I appreciate that Mr. Ramos is highly knowledgeable about the ITF Rules of Tennis, but he seemed more concerned about rigidly enforcing the rule book than in delicately conducting the match so that the outcome could be decided based on the players’ skills. What could he have done differently? He could have warned both sides about no coaching prior to issuing Serena Williams a code violation. Later, he could have communicated clearly to Ms. Williams that if she continued to argue with him that he would be forced to issue a third penalty that would cost her a game. His conduct — which escalated rather than diffused the situation — lacked emotional intelligence. Perhaps it was a case of unconscious — or conscious — bias, we’ll never know. I believe that coaching could assist Mr. Ramos to better navigate escalating conflicts in the future.
At its core, coaching is about helping your client to develop greater awareness so that he or she can introduce new behaviors that will lead to greater success. Emotional intelligence is a prominent coaching theme, and research by experts such as Daniel Goleman and Dr. Travis Bradberry indicates that the best-performing leaders are those with the highest EQs. I like Goleman’s definition of EQ: “the capacity for recognizing our own feelings and those of others, to motivate ourselves, and to manage emotions well in ourselves and in our relationships.”
Then there is the issue of bias. Lots of organizations are working hard to reduce unconscious bias. Check out Facebook’s efforts and Google’s resources. A simple way to learn about your own unconscious biases is to take one (or several) of these implicit association quizzes. Highly enlightening.
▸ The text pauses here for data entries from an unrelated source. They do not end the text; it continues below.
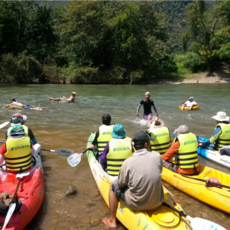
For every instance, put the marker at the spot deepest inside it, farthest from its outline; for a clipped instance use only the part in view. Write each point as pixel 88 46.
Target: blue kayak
pixel 213 155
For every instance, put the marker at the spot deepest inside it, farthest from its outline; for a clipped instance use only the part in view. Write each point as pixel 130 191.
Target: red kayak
pixel 30 193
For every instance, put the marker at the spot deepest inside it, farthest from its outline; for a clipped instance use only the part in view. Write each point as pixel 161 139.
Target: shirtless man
pixel 70 99
pixel 16 104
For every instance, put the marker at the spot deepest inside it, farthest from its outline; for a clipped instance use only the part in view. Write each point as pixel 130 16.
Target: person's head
pixel 221 117
pixel 182 129
pixel 18 119
pixel 142 140
pixel 17 130
pixel 73 94
pixel 147 96
pixel 106 119
pixel 191 98
pixel 118 131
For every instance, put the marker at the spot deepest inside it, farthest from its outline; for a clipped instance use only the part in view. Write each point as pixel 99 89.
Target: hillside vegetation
pixel 111 42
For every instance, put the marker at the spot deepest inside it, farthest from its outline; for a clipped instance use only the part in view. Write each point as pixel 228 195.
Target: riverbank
pixel 202 78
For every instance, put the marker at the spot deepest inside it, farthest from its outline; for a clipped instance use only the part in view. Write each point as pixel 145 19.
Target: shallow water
pixel 69 125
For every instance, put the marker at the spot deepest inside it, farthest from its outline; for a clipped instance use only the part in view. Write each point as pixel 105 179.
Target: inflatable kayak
pixel 161 218
pixel 216 197
pixel 30 193
pixel 213 155
pixel 187 108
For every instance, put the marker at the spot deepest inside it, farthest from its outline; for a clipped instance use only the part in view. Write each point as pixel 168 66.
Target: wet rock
pixel 71 190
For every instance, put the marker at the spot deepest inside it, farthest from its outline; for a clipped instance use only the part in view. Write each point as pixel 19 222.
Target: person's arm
pixel 213 138
pixel 32 137
pixel 102 156
pixel 171 151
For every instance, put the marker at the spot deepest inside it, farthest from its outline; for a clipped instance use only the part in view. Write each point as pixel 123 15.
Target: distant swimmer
pixel 147 104
pixel 190 103
pixel 70 99
pixel 15 103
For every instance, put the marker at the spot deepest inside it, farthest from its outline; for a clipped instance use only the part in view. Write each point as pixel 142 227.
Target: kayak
pixel 161 218
pixel 213 155
pixel 187 108
pixel 30 193
pixel 216 197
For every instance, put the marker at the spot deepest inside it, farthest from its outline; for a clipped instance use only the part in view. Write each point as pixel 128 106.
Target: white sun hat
pixel 221 116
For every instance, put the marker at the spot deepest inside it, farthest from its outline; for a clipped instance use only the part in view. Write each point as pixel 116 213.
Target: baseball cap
pixel 17 130
pixel 18 119
pixel 140 138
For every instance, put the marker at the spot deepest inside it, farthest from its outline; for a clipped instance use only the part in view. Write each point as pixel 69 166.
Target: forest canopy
pixel 111 42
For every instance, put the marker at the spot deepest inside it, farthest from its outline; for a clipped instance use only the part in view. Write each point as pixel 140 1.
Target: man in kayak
pixel 147 104
pixel 17 151
pixel 161 134
pixel 70 99
pixel 15 103
pixel 184 148
pixel 116 151
pixel 103 136
pixel 221 136
pixel 139 182
pixel 190 103
pixel 18 119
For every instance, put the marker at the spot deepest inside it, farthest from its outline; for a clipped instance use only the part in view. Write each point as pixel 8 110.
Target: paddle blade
pixel 74 159
pixel 64 152
pixel 4 124
pixel 202 224
pixel 9 214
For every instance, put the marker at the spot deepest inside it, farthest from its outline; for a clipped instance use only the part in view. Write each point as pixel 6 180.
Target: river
pixel 69 125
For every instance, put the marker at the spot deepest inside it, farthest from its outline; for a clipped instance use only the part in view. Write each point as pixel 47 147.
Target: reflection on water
pixel 68 125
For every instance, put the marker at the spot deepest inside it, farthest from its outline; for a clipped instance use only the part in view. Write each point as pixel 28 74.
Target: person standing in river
pixel 147 104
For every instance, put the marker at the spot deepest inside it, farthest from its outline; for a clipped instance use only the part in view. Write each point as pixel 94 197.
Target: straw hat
pixel 221 116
As we know, awareness is an important first step in mitigating unconscious bias and giving our first thoughts a second look. That is where I would start with Mr. Ramos.
I’m sure the umpire was well-intentioned. Yet, the costs of his behavior for others and himself were very high: a new champion was denied the opportunity to bask in her amazing win; Ms. Williams was yet again subject to biases that may have cost her a key match; the fans were denied the opportunity to watch the match they had eagerly anticipated; and Mr. Ramos, noticeably absent from the closing ceremony, has been broadly discredited because of his behavior.
We love sports because they offer so many life lessons. Saturday’s lessons were painful reminders that to build stronger, more diverse and inclusive sports, institutions and organizations, we need to prioritize emotional intelligence in our interactions, and do a lot more coaching and training to understand and manage our unconscious biases.